IRS Phone Call Scams – What to Watch Out For!
The main thing to look out for in a tax scam is the phone call itself. The Internal Revenue Service (IRS) doesn’t make it their business to call taxpayers and demand money with threats. If this is what you’re getting, you are NOT talking to an authentic IRS representative.
If you owe money to the IRS, they will first inform you by letter. Even then, you must be extremely careful to make sure that the letter itself is authentic. One thing to keep in mind is that criminals turn scamming into an art. This means that they practice making themselves look and sound as authentic as possible. It’s your job to distinguish the real representative from the impersonator and the team at Success Tax Relief can help you do that.
The first thing to know is how the IRS actually operates.
Here is a brief list of the things that the IRS will NOT do:
- The IRS does not contact taxpayers by email.
- The IRS does not contact taxpayers by text messages.
- The IRS does not contact taxpayers by social media.
- The IRS will not use any of the aforementioned ways to request personal or financial information.

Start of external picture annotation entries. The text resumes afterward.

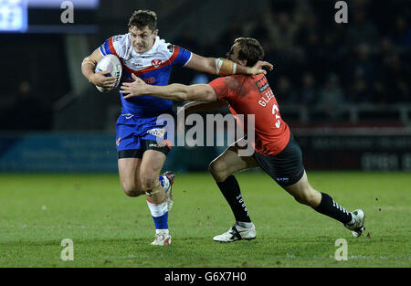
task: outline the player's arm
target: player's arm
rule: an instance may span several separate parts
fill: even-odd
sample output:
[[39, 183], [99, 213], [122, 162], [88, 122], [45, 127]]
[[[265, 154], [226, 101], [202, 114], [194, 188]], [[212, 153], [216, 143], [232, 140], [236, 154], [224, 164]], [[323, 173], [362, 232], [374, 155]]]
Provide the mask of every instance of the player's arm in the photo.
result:
[[120, 90], [120, 92], [123, 94], [124, 99], [146, 94], [175, 101], [216, 101], [217, 100], [216, 92], [208, 84], [195, 84], [187, 86], [179, 83], [173, 83], [167, 86], [155, 86], [146, 84], [134, 74], [132, 74], [132, 76], [134, 79], [134, 81], [123, 82]]
[[273, 69], [273, 66], [267, 61], [258, 61], [254, 67], [249, 68], [237, 65], [227, 58], [204, 58], [195, 53], [192, 54], [190, 61], [184, 67], [219, 76], [267, 74], [263, 68], [268, 68], [269, 70]]
[[190, 101], [183, 106], [186, 115], [201, 112], [212, 111], [227, 106], [227, 101], [224, 100], [217, 100], [216, 101]]
[[116, 79], [114, 77], [106, 77], [105, 75], [108, 74], [109, 71], [94, 72], [97, 62], [102, 57], [100, 49], [97, 48], [91, 55], [83, 59], [83, 62], [81, 63], [81, 72], [89, 82], [99, 87], [110, 89], [115, 83]]

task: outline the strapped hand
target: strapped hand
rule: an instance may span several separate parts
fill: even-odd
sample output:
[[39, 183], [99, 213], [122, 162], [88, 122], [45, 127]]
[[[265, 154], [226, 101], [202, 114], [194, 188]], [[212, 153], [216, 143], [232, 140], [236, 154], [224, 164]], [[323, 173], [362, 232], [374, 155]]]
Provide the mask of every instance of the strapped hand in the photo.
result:
[[250, 75], [258, 75], [258, 74], [267, 74], [267, 71], [263, 69], [263, 68], [267, 68], [269, 70], [272, 70], [274, 66], [269, 62], [258, 60], [252, 68], [248, 68], [248, 74]]
[[128, 99], [134, 96], [141, 96], [144, 94], [145, 87], [147, 84], [142, 79], [138, 78], [136, 75], [132, 74], [134, 81], [132, 82], [123, 82], [120, 92], [123, 94], [124, 99]]

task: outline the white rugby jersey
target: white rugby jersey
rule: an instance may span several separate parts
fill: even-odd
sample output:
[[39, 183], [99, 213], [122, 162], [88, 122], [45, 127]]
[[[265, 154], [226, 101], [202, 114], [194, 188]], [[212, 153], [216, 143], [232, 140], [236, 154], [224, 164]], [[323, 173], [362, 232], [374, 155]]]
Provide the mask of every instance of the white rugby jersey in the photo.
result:
[[[118, 35], [107, 39], [100, 47], [101, 55], [112, 54], [120, 58], [122, 66], [121, 81], [133, 81], [132, 73], [153, 85], [167, 85], [172, 66], [185, 66], [191, 59], [192, 53], [181, 47], [166, 43], [158, 36], [154, 45], [145, 53], [137, 53], [132, 48], [130, 34]], [[122, 113], [134, 114], [137, 117], [155, 117], [169, 113], [172, 110], [171, 101], [142, 95], [124, 100], [120, 94]]]

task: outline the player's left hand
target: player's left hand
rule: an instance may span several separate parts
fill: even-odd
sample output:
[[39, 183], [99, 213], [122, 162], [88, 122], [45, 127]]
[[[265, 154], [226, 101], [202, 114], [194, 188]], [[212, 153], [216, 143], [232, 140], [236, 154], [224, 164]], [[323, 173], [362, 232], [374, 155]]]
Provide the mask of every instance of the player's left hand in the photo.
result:
[[267, 74], [267, 70], [265, 70], [263, 68], [267, 68], [269, 70], [272, 70], [274, 69], [274, 66], [268, 61], [258, 60], [252, 68], [248, 68], [248, 74]]
[[132, 82], [123, 82], [120, 92], [123, 94], [124, 99], [128, 99], [134, 96], [141, 96], [144, 94], [144, 88], [147, 85], [144, 80], [138, 78], [133, 73], [132, 74], [134, 81]]

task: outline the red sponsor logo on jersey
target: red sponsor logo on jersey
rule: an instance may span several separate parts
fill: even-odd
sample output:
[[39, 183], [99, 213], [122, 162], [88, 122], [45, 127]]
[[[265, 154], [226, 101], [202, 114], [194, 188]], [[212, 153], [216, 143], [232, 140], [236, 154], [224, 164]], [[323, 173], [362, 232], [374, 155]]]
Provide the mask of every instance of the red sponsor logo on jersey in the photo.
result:
[[145, 83], [153, 84], [153, 83], [154, 83], [155, 79], [153, 78], [153, 77], [151, 77], [151, 78], [145, 78], [145, 79], [142, 79], [142, 80], [144, 80]]
[[160, 67], [160, 65], [162, 64], [162, 60], [158, 59], [158, 58], [154, 58], [152, 60], [152, 65], [155, 68]]

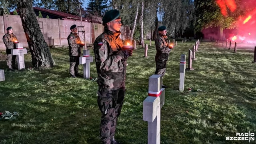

- The IRS will not threaten taxpayers with lawsuits or prison.
- The IRS will not ask for credit or debit card numbers by phone.
- The IRS will not demand money without giving you the opportunity to question the amount owed and/or work out a payment plan.
- The IRS will not threaten to call the police if you don’t pay.
Knowing these facts alone will help you avoid those IRS phone call scams.
Other Ways Scammers Operate
The IRS phone scams are not always about them getting you to send them money. If these criminals can extract any personal information from you, they can open up a line of credit in your name that you have no idea exists—until you check your credit score and by then it’s too late. So usually, how this particular scam would go is that they’ll inform you that there’s a large sum of money coming to you…all you have to do is supply them with your social security number. Don’t do it!
One thing to keep in mind is that the IRS already has your social security number on file. So anytime someone is asking you for that information, ask that representative to read the number that the IRS has on file. If they cannot convey this information to you, then you know that you’re being addressed by a scammer. If you can, get their name and identification number (yes, a good scammer will be fully equipped to portray a legitimate IRS representative), hang up and report that information to the IRS immediately.
Who are the Targets?
Some of the main targets for these types of scams are immigrants. The scammers count on immigrants not being too familiar with how the IRS operates. That is why Success Tax Relief goes the extra mile and educates everyone about how to protect themselves against such criminals.